UAT: agents server connect writes three config values non-atomically — partial failure leaves config in inconsistent state (tracked as TDD issue #993) #2166

Closed
opened 2026-04-03 04:38:15 +00:00 by freemo · 2 comments
Owner

Metadata

  • Branch: bugfix/m7-server-connect-atomic-writes-uat
  • Commit Message: fix(cli): make server_connect config writes atomic with rollback on partial failure
  • Milestone: v3.7.0
  • Parent Epic: #397

Background

Discovered during UAT testing. Issue #993 was opened to track this bug and is currently State/In Review on v3.6.0, but the fix has not been implemented — the TDD test in features/tdd_server_connect_atomic_writes.feature is still tagged @tdd_expected_fail, confirming the bug remains present in the codebase.

Description

The agents server connect command in src/cleveragents/cli/commands/server.py makes three sequential set_value() calls with no transaction, no try/except, and no rollback:

svc.set_value("server.url", config.server_url)
svc.set_value("server.namespace", config.namespace)
svc.set_value("server.tls-verify", config.tls_verify)
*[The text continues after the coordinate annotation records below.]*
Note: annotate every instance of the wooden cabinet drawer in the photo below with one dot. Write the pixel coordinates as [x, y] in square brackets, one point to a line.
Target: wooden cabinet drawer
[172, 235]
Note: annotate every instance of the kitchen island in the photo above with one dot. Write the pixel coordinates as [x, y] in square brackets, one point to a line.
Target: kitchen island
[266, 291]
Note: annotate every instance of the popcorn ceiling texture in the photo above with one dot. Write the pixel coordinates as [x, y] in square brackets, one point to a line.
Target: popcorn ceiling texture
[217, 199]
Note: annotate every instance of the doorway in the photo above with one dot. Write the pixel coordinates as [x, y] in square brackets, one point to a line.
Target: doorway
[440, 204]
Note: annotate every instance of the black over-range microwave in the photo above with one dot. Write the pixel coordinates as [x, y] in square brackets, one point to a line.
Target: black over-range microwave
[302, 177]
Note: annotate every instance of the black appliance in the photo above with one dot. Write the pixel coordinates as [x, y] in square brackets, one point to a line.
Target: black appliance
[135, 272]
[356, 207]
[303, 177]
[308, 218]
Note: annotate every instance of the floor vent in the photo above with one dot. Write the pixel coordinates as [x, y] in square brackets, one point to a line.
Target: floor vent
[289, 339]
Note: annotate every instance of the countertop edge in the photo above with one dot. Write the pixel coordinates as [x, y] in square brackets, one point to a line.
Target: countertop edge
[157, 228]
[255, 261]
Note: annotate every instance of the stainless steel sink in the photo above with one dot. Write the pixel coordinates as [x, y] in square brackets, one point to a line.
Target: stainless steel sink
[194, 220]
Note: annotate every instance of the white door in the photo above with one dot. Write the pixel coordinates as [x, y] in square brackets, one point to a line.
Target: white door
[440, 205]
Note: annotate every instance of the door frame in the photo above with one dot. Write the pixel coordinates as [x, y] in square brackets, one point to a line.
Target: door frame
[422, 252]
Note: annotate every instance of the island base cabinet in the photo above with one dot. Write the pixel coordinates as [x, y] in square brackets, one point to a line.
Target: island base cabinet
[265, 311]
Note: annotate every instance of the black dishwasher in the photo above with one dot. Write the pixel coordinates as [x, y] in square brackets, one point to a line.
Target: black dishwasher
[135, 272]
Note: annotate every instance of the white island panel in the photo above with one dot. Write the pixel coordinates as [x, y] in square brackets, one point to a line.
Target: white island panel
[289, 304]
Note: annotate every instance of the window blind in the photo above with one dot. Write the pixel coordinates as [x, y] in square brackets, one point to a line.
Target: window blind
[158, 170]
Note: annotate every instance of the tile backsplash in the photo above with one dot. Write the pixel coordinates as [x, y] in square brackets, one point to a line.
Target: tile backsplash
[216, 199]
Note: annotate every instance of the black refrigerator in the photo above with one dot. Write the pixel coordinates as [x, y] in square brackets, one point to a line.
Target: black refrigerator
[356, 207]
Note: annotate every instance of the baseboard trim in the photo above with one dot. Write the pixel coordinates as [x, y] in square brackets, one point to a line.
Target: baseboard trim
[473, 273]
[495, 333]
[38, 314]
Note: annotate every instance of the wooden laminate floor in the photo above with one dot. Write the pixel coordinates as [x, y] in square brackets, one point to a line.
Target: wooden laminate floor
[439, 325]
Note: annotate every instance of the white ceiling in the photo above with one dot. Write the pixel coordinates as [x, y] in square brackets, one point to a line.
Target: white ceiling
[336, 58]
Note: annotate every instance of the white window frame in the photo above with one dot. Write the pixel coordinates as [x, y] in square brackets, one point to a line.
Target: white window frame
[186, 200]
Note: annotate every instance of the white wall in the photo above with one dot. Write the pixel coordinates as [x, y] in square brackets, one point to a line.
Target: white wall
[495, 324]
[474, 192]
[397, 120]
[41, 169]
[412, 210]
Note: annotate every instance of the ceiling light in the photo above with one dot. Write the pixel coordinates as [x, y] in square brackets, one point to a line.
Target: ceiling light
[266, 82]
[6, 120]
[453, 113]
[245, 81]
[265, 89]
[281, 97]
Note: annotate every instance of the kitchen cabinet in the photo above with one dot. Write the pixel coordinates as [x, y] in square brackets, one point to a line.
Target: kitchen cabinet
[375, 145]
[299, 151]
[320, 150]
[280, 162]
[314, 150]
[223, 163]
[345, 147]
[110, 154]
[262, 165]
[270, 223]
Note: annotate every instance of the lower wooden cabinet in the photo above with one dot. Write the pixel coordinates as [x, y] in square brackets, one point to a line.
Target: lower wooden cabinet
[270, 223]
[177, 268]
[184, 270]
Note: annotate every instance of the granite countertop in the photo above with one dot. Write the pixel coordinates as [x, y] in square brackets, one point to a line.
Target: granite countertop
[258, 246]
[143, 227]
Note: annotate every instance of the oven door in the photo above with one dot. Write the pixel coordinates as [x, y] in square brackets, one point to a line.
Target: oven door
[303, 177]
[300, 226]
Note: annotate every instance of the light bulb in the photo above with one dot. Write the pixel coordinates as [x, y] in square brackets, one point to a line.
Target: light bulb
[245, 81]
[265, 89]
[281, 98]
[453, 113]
If the second or third call fails (e.g., disk full, permissions error), the config is left in a half-written state:

  • Second call fails: server.url is persisted; server.namespace and server.tls-verify retain old values.
  • Third call fails: server.url and server.namespace are persisted; server.tls-verify retains its old value.

This inconsistent state can cause confusing failures on subsequent commands that depend on all three values being coherent.

Expected Behavior

Per the specification, all three config values (server.url, server.namespace, server.tls-verify) must be written atomically — either all succeed or all fail with rollback to the original state.

Actual Behavior

Three sequential non-atomic writes. Partial failure leaves the configuration in an inconsistent state.

Code Location

src/cleveragents/cli/commands/server.pyserver_connect() function, lines 148–150.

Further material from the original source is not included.